Starting at 8 a.m. tomorrow, June 23, persons who meet the qualifications to serve as a sheriff in California can apply for the appointment by visiting the Clerk of the Board of Supervisors website.

Applications and supplemental materials will be received until 5 p.m. on June 30. On July 1, the application materials will be provided to members of the Board of Supervisors.

Board adopts 2021-22 County budget with eye toward economic recovery

The Board of Supervisors adopted the 2021-22 County budget on Tuesday, which invests in San Bernardino County’s communities, residents and businesses to help them recover from the economic impacts of the COVID-19 pandemic.

This year, the $7.6 billion budget recognizes the relative stability of County revenues and plans to keep significant resources available to address any possible future economic challenges.  The Board has maintained its long-standing fiscally prudent approach by setting aside an additional $41 million towards its General Purpose Reserve and is projecting to end 2021-22 with a $19 million General Fund operating surplus.

“We are being fiscally responsible with your tax dollars and we are listening to your priorities,” said Board of Supervisors Chairman Curt Hagman. “We are putting resources in the right direction and this budget gives us the opportunity to move this county forward.”
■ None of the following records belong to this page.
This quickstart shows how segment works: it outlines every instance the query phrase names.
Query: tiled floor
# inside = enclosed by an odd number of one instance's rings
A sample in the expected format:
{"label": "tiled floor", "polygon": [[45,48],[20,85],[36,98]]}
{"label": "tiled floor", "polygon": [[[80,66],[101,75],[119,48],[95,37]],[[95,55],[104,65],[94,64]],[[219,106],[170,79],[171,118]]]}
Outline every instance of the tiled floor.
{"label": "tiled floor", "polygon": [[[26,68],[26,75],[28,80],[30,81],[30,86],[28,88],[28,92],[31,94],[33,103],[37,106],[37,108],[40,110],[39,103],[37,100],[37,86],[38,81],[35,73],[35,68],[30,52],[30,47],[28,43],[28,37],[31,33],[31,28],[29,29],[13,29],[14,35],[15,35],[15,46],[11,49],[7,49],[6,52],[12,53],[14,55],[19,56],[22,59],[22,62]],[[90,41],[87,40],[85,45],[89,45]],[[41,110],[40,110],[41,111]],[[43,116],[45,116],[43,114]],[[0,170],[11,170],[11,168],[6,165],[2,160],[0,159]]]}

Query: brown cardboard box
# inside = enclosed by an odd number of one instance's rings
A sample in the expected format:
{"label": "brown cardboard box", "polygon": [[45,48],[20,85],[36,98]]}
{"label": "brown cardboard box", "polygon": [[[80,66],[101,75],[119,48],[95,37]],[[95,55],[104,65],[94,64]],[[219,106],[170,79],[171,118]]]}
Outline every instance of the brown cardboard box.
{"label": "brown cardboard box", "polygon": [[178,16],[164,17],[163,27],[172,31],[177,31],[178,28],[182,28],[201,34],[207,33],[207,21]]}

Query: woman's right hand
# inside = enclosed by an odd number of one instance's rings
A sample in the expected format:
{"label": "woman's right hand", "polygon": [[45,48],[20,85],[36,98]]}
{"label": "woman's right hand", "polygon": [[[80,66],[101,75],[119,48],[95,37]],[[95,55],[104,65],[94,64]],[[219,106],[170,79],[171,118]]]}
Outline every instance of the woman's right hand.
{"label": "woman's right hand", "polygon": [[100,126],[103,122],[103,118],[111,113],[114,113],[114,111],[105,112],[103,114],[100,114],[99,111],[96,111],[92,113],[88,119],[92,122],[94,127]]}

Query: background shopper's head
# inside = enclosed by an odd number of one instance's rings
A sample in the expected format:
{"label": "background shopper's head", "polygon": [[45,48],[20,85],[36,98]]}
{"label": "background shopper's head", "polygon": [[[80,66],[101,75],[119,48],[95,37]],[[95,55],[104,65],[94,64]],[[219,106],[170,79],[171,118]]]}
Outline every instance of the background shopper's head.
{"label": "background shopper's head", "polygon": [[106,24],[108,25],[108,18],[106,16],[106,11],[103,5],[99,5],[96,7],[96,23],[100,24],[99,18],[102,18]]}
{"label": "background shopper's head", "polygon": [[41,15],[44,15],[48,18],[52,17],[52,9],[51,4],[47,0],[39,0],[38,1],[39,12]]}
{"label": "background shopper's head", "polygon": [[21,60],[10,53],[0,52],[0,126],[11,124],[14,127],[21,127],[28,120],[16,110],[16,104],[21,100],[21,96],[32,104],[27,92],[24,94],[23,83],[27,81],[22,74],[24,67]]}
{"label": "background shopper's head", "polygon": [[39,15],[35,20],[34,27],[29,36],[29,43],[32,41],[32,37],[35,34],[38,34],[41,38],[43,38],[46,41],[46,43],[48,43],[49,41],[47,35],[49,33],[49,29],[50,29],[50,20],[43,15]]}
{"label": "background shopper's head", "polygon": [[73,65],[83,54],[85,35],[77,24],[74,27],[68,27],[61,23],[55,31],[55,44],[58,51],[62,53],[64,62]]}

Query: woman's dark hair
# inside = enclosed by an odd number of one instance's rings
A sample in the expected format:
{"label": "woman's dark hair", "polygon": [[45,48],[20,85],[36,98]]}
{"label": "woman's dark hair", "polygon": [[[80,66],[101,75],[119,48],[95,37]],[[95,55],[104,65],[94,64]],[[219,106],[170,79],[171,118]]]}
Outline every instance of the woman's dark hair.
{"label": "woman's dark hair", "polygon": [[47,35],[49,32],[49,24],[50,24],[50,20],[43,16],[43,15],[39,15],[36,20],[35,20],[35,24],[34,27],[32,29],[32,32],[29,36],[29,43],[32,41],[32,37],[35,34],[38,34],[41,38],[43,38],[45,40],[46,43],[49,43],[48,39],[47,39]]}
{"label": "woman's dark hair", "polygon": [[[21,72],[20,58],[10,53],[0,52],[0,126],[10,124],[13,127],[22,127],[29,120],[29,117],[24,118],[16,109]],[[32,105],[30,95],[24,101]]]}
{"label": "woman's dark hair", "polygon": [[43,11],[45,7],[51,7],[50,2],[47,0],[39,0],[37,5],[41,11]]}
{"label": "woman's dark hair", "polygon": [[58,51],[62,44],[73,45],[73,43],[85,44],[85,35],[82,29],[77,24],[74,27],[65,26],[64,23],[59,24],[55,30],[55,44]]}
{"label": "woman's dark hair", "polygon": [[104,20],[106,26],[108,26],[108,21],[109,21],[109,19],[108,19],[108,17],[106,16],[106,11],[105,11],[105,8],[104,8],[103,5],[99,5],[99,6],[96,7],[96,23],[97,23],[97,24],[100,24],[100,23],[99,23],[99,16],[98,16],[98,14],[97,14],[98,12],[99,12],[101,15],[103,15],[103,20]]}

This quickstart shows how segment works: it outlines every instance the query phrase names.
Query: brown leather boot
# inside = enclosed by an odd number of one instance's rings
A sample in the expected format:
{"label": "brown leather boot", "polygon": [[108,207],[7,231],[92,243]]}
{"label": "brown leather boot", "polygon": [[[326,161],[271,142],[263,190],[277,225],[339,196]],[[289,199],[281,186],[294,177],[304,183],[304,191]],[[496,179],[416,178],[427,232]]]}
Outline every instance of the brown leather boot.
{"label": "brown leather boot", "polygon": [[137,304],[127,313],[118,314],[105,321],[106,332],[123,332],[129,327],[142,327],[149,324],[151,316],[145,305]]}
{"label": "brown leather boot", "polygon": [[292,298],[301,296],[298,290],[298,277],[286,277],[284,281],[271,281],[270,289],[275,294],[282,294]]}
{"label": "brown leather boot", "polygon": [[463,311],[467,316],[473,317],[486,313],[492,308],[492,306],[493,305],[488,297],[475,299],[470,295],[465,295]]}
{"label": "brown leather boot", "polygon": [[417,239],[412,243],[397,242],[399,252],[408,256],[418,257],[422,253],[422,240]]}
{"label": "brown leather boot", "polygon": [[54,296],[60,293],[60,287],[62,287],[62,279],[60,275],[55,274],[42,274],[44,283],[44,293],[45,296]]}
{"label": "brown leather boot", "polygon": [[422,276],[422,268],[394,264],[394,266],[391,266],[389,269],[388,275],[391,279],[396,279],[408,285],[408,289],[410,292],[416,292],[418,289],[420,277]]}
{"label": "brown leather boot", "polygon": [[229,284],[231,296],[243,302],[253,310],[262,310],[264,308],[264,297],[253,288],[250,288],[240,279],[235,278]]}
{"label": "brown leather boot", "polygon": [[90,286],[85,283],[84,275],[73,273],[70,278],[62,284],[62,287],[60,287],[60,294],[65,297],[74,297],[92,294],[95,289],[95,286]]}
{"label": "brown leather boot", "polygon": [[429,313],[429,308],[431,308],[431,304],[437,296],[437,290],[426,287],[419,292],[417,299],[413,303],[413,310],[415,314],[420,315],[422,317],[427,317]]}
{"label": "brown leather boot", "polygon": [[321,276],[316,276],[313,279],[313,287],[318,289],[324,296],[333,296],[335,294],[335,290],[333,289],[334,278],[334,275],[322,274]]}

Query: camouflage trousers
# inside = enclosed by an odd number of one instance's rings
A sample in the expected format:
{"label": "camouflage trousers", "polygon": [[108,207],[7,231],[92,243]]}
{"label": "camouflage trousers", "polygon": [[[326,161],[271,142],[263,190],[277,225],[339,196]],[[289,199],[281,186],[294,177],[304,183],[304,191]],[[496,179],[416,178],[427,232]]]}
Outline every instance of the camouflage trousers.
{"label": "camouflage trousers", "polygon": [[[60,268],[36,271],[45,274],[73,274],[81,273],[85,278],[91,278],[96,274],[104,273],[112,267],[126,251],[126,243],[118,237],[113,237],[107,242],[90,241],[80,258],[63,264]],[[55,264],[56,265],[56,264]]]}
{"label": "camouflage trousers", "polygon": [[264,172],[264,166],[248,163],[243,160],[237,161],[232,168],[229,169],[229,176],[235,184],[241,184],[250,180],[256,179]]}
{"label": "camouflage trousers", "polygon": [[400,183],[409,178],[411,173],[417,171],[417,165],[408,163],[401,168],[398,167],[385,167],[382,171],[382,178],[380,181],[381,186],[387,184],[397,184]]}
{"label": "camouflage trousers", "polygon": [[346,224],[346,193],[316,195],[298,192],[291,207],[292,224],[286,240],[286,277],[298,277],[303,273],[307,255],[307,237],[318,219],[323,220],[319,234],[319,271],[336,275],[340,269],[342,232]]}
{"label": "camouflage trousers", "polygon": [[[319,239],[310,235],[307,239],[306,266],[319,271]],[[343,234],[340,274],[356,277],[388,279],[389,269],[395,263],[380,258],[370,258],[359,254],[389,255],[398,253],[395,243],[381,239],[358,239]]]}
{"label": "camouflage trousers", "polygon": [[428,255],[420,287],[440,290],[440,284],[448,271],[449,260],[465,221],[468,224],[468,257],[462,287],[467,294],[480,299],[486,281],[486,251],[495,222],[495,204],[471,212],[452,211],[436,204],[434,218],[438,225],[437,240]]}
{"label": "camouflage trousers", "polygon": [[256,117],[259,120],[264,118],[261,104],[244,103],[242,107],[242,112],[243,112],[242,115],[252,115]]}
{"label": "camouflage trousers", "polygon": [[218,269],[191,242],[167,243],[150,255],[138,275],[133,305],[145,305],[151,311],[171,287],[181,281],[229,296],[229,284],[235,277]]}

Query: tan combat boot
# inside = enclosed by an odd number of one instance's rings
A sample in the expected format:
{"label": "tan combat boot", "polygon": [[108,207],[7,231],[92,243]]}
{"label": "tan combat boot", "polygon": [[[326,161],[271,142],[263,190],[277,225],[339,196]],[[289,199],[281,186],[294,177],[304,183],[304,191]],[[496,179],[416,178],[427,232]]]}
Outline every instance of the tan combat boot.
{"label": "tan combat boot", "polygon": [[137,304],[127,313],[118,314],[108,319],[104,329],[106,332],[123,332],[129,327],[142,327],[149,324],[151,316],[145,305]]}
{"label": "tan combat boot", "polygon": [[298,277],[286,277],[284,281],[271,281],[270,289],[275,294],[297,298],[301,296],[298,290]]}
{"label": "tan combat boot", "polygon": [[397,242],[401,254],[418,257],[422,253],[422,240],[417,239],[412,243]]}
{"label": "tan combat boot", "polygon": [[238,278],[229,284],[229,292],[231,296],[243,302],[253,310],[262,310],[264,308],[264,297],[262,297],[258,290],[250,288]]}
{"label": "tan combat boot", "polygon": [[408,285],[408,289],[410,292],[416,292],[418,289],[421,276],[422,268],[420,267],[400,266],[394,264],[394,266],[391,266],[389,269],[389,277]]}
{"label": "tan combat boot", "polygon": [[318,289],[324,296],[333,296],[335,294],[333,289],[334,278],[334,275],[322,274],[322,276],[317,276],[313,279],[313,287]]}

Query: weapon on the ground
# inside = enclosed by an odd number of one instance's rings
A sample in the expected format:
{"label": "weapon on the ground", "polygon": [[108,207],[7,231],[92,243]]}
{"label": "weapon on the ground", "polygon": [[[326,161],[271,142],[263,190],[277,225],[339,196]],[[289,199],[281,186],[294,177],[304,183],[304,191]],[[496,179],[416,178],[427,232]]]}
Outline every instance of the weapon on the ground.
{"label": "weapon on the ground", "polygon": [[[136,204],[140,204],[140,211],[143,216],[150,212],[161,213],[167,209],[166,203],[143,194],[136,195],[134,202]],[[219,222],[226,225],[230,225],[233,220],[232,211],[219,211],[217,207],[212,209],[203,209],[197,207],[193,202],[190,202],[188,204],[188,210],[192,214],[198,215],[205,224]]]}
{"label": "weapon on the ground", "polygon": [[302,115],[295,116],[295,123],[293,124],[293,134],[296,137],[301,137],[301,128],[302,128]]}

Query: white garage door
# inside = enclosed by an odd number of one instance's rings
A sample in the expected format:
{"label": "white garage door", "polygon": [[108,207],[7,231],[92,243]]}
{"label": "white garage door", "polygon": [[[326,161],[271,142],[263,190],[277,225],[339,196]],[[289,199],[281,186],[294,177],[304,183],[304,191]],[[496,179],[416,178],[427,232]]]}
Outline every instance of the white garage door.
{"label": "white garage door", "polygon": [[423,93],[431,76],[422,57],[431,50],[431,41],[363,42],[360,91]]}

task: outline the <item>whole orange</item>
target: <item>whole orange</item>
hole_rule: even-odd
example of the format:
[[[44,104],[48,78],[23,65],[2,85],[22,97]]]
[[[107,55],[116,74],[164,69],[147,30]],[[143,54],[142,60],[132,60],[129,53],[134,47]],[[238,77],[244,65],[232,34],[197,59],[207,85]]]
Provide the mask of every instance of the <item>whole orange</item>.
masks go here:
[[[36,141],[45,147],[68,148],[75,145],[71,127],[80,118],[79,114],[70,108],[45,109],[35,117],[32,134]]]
While not included in the initial recommended budget, the Board also took action today to adopt a plan for the use of $423.5 million of federal funding from the American Rescue Plan Act of 2021 (ARPA).  This significant resource will help the County continue to respond to the pandemic, help with economic recovery and infrastructure and improve government operations.

“The 2021-22 Recommended Budget represents a significant step toward recovery from the pandemic,” Chief Executive Officer Leonard X. Hernandez wrote in a letter to the Board. “Through the investment of available financing sources, this budget will both strengthen the County’s fiscal stability while expanding and enhancing the County’s ability to provide high-quality services to our residents and investors.”

To address community concerns, the Board allocated $10.4 million over the next several years to help combat illegal marijuana cultivation, short-term rental oversight, illegal dumping and graffiti abatement, snow play nuisance abatement, illegal vending in problem areas and illegal trucking activities.

“This budget reflects your commitment to public safety in the county,” said San Bernardino County Sheriff John McMahon, citing the issue of illegal marijuana cultivation in the county.

The post-pandemic desire for outdoor activities prompted an additional $5 million investment in the County’s Regional Parks with capital improvements planned at Glen Helen, Yucaipa, Prado, Guasti, and Mojave Narrows regional parks.

Fighting homelessness remains a priority in the County budget. There is a renewed focus and staffing added to the Homeless Strategic Plan, which aligns the county’s homeless population with health and housing services provided by the County and its partners.

In addition, technological upgrades are due for County systems and online services that help residents and businesses receive a necessary and evolving level of service that is timely and convenient and helps the County generate revenue to continue serving the public’s needs.